A. Prayer can be both communal and individual, whereas visions (and auditions) are most often (though not exclusively) individual.

B. Both modes point to the conviction that human existence is defined by transcendent power as much as by empirical facts. Prayer is the embodied expression of openness to that reality; visions are the experiences that confirm its truth. Visions communicated offer a share in the experience to others.

C. Both prayer and visions are attested in the Greco-Roman and Jewish traditions.

1. A sample of Jewish prayer is 2 Baruch 21:19-26, and a sample of Greco-Roman prayer is the Hymn to Zeus of Cleanthes.

2. An example of a Jewish vision experience is I Enoch 13:7-10, and an example of a Greco-Roman vision experience is the vision of Scipio (Cicero, The Republic, VI, 9).

D. As these examples indicate, analysis of the content of prayer and visions yields insight into the experience and conviction distinctive to a religious tradition.

II. A survey of prayer in the writings of the New Testament reveals several distinctive features of the Christian experience of the divine power.

A. In the Gospels, Jesus is portrayed as a person of prayer. The theme is particularly developed by Luke (3:21; 5:16; 6:12; 9:18, 28-29; 11:1; 22:41, 44-45; 23:46).

1. Jesus teaches his disciples the prayer that becomes known as the "Lord's Prayer," or "Our Father" (Matt. 6:9-13; Luke 11:2-4).

2. The attitudes of the Lord's Prayer are exemplified in Jesus's own prayer before his arrest (Mark 14:36 and parallels).

B. In the other New Testament literature, prayer continues to be addressed to God but often is offered "through Jesus Christ our Lord" (see Rom. 16:25-27) or is addressed to Jesus himself as risen Lord (2 Pet. 3:18).

C. The Acts of the Apostles provides narrative expression of the (sometimes implicit) assumption that prayer is a mode of access to divine power (see Acts 4:23-31; 16:25-36). An explicit statement of the connection is found in James 5:16-18.

III. More than is sometimes recognized, the New Testament is a literature filled with accounts of visions and auditions.

A. Although thoroughly a person of action, Jesus is portrayed as a person of prayer (see above) and as one who himself is a visionary. The conviction is implicit in his ability to predict the future (see Mark 13 and parallels) and is given narrative expression in the accounts of his baptism (Mark 1:9-11) and temptation (Matt. 4:1-11).

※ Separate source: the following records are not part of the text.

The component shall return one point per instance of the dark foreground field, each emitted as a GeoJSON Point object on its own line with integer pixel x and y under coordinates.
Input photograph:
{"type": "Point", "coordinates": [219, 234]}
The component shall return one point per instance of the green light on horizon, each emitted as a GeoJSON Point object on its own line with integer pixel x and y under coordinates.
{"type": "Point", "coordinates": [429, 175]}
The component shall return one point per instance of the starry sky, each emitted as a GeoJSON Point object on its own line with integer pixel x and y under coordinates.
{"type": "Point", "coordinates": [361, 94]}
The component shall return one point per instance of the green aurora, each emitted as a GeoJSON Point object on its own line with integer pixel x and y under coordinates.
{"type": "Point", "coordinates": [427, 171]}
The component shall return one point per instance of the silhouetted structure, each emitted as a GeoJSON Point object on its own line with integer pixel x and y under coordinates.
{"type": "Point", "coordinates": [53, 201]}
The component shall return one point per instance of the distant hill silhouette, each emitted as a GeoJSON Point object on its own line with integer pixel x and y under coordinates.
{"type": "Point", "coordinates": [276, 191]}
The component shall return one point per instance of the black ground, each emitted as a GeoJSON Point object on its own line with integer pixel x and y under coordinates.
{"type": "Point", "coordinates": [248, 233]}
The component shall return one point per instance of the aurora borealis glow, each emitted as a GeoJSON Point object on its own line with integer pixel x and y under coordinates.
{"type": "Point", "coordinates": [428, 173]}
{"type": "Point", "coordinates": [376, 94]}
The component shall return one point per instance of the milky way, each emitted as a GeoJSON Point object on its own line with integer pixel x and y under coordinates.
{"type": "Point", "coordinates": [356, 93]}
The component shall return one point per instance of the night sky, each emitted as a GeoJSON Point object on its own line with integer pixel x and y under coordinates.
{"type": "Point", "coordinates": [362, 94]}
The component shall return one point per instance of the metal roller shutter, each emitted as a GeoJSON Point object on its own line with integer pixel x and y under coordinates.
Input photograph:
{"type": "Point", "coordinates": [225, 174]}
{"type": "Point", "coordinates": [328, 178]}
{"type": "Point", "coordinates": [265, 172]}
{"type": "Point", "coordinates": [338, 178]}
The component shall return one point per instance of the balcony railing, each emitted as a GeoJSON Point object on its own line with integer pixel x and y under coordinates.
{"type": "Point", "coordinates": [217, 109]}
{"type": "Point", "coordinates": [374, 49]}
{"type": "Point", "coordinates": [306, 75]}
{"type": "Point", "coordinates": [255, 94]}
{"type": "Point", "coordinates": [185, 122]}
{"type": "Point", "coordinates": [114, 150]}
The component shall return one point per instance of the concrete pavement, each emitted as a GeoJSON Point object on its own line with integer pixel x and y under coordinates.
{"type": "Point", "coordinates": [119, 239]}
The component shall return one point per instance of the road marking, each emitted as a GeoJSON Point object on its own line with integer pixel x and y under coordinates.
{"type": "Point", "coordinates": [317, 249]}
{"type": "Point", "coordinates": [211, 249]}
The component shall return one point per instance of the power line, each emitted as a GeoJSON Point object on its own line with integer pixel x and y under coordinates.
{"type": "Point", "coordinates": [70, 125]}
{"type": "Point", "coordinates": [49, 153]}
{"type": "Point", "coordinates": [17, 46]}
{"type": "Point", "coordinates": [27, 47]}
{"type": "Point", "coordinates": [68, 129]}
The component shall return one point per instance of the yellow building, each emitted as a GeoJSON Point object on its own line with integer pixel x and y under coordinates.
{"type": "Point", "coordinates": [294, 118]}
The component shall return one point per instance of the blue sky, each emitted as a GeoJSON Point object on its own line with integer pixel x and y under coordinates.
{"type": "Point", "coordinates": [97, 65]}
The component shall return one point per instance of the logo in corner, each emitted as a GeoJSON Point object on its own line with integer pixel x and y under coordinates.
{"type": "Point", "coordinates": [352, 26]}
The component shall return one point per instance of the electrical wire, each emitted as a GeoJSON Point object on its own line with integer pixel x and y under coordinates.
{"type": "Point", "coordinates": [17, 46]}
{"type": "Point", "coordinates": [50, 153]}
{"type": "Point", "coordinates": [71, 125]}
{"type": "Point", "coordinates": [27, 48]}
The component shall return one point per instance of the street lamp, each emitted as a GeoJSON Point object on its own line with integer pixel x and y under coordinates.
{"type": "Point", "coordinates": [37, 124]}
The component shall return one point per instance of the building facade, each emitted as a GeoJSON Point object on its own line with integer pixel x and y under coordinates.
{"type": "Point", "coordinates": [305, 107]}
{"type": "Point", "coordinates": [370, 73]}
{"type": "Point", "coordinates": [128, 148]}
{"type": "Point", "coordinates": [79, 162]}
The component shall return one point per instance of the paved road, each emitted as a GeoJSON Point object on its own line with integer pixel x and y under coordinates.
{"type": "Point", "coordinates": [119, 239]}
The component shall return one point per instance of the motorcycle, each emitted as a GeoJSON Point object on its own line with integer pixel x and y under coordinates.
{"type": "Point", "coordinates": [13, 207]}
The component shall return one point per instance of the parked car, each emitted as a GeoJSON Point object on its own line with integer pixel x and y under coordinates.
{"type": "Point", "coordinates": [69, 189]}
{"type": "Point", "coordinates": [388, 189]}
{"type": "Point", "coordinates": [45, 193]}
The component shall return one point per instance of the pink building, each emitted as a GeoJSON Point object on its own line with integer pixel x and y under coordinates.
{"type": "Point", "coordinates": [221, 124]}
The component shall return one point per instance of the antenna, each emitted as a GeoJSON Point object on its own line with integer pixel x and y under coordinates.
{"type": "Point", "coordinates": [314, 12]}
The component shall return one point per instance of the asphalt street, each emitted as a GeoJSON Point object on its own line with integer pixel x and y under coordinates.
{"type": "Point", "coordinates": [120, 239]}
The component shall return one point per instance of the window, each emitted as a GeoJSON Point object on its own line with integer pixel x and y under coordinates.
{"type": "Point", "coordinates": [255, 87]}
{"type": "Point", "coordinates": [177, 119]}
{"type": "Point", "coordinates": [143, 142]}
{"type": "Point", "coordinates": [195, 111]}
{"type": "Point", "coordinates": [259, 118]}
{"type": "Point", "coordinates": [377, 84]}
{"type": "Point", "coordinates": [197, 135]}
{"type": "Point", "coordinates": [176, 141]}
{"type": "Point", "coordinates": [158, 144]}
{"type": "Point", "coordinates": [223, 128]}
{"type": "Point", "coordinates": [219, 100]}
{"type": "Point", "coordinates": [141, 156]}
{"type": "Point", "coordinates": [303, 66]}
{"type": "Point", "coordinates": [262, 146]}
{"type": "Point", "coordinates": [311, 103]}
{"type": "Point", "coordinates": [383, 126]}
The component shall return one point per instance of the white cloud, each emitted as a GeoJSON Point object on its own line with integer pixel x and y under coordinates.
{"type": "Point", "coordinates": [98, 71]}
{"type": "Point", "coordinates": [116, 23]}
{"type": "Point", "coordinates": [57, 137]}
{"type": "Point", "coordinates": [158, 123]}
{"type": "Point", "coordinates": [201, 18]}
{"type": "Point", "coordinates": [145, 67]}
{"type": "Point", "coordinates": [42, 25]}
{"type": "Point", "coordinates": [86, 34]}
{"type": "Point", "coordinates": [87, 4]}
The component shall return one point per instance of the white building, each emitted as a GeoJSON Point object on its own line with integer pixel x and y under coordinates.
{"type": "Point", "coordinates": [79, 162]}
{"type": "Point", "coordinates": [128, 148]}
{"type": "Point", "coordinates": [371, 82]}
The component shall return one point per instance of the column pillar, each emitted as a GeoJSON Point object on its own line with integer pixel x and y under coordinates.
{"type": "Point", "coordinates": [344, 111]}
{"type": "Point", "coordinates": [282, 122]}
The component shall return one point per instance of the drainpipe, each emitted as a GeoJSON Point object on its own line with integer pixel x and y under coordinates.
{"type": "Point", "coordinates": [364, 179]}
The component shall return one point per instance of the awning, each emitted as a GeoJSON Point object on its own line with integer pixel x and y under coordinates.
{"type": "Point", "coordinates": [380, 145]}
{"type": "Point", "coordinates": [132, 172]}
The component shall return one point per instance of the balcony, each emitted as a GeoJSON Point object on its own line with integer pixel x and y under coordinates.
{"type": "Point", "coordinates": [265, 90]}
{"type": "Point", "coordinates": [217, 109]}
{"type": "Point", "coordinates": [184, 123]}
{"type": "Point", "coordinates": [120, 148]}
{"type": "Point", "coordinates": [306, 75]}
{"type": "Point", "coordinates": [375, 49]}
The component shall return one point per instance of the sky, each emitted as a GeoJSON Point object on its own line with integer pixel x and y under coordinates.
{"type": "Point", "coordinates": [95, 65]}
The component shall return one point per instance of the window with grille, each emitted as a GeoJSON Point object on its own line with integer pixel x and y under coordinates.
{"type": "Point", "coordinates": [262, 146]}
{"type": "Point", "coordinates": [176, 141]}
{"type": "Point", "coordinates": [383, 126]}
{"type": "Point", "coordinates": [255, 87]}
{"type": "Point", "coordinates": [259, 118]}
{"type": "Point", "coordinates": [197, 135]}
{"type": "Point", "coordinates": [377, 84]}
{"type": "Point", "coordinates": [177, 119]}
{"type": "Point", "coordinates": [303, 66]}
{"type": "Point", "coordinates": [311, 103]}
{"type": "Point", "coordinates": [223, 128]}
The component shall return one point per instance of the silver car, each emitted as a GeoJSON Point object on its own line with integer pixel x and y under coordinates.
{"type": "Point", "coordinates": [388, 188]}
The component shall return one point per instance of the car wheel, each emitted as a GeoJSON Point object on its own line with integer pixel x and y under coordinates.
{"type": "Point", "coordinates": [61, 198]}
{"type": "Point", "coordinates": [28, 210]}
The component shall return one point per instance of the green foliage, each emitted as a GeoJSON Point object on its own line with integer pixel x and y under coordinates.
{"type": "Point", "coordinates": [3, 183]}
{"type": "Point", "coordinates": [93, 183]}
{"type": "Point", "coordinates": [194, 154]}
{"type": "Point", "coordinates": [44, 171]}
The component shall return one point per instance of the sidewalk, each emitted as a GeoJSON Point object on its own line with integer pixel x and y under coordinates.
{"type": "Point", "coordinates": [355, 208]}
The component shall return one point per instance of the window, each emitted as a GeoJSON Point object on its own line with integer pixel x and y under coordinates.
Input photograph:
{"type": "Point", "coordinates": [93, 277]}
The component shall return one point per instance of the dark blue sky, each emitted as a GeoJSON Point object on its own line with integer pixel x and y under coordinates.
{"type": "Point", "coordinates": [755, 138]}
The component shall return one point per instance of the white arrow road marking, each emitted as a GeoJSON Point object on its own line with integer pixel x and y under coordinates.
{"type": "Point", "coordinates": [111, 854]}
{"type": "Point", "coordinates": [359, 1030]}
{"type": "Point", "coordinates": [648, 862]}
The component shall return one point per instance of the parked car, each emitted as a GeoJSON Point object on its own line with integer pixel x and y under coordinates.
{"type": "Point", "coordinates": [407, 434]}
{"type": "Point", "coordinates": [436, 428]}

B. The conviction that Jesus is the risen one is expressed in the account of the martyrdom of Stephen, who at his death sees Jesus at God's right hand (Acts 7:54-60).

C. The experience of vision as a revelation of realities not fully understood is found in Peter's ambiguous vision of clean and unclean foods in Acts 10:9-16.

D. Paul's vision of the resurrected Jesus is the basis of his own call (see 1 Cor. 9:1; 15:8). Acts reports the vision three times (9:1-9; 22:4-16; 26:9-18), and Paul may allude to the actual experience in 2 Corinthians 12:1-5.

E. The most extravagant vision offered by the New Testament is that of the Seer John on the island of Patmos (Rev. 1:9-11), whose book reports a series of prophetic auditions from the risen Jesus (Rev. 2-3) and a powerful vision of God's triumph over evil through the risen Jesus (Rev. 4-22).

IV. Mystical prayer and the experience of visions continue to be part of religious experience in Christianity.

A. In orthodox circles, the context and content of such experiences reinforces the received tradition (in the second century, see, for example, The Shepherd of Hermas and The Martyrdom of Polycarp).

B. Prayer and visions can also become the instruments of subversion and challenge to received traditions, providing alternative claims to authority based on experience (in the second century, see, for example, Montanist and Gnostic literature).